Try it yourself: Aside from taking to the pool for a few laps, a strong core is critical to almost all movements in sports, and everybody can benefit from regular core muscle workouts. Planks, bicycle crunches and similar exercises can improve your balance and stability and stabilize your lower back, preventing or reducing lower back pain.

Tennis

Taller tennis players can benefit from a stronger serve because longer arms help create a more powerful movement and their height allows them to strike the ball from a higher point, according to a study published in PLOS ONE. Upper body strength can also contribute to a more effective serve. But speed, agility and endurance are crucial for success in tennis making it possible for shorter players to excel.

Try it yourself: Taking up tennis as a hobby can improve and maintain bone health, increase stamina and reduce the risk of cardiovascular diseases. It’s also a great way to meet new people and make friends. One study reported that people playing tennis feel a sense of community. Following quick and random movements of a ball and positioning yourself requires quick reflexes, good eyesight and hand-eye coordination, and quick processing of information, so it’s no wonder that playing tennis can lead to improvement in cognitive processing abilities.

Volleyball

Volleyball is another sport where successful athletes are taller on average. High-ranking players often have more lean body mass, bigger arm spans and can jump higher, according to a study in the Journal of Human Kinetics.

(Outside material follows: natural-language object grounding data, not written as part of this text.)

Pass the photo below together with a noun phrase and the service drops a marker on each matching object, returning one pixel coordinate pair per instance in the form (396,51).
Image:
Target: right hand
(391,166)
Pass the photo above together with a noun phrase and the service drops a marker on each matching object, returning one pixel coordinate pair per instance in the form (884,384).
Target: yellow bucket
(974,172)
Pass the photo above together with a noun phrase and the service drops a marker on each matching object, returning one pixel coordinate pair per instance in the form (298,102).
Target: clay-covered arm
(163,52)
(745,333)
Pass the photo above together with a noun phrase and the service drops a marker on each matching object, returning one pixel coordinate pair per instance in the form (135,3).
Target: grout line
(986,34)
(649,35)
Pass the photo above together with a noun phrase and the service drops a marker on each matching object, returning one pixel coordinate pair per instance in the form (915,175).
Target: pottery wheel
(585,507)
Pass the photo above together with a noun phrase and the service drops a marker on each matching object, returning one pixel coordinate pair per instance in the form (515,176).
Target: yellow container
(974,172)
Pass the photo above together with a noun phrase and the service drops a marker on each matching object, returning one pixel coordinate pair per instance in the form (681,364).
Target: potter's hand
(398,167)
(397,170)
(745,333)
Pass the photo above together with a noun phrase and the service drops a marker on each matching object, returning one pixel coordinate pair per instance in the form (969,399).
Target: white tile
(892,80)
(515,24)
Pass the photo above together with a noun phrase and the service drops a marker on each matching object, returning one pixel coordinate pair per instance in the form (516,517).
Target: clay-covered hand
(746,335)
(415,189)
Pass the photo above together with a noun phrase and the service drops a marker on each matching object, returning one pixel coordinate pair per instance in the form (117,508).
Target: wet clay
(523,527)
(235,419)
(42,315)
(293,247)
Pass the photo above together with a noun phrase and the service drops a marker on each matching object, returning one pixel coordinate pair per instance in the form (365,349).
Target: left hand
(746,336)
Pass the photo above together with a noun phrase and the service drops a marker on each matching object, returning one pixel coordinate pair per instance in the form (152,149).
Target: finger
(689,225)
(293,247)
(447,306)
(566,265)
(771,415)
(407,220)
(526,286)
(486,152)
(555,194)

Try it yourself: Like tennis, volleyball requires constant decision-making and adaptation, which can really boost these brain functions. The mental demands of volleyball also activate important brain areas involved in planning and problem-solving. When playing volleyball you are also a part of a team, providing you with social support that might also enhance these cognitive skills. So joining volleyball games can not only get you moving but also get you more social engagement, and help feeling more connected and supported.

Train safely

Vieux says that one of the most important things to emphasize to aspiring athletes is the difference between performance and longevity. ‘It goes back to the mindset, realizing that longevity is really the key thing. The problem is, for elite athletes in the high school realm, in the college realm, and in the professional realm, this concept of ‘I need to perform maximally and the longevity perspective will take care of itself.” Instead, Vieux advocates healthy, long-term goals and lifestyle-based approaches.

Both experts stress the importance of proper coaching and a supportive community. ‘This is where having a solid team, a coach that you can trust, an agent that you can trust, having family members that you can trust is vital because it’s very easy to get lost,’ says Vieux.

If someone is working out for general fitness, Joyner says that ‘moderately vigorous physical activity, 30 minutes a day is terrific. You get tremendous health benefits, but if you’re trying to get a little bit better, at anything that requires technique, get coaching, especially for tennis, golf, bowling, rowing, and swimming.’

Keep it fun

Both experts also insist that sports should remain fun and enjoyable, no matter what level you are competing at, or how old you are. ‘If you’re doing this for fitness and you are a person in their 20s, 30s, 40s, middle-aged or older, I think the main thing is just find an activity, do it, and then apply the principles that the elite athletes use, which are consistent training, hard day, easy day, what we call progressive overload, and some cross training. And I think the main thing we have to do is help people find an activity they enjoy,’ Joyner says.

Vieux urges parents not to put too much pressure on their children and asks aspiring athletes to avoid comparing themselves with apparent representations of athletic perfection. ‘Focus on yourself, really focus on self-realization. Oftentimes, what we’re seeing is not accurate, whether it is print media or from a television. I would say that when it comes to sports, the point of sports is really to enjoy yourself and to get healthy.’

‘Not every sport will be ideal. You have to find the sport that makes sense for you.’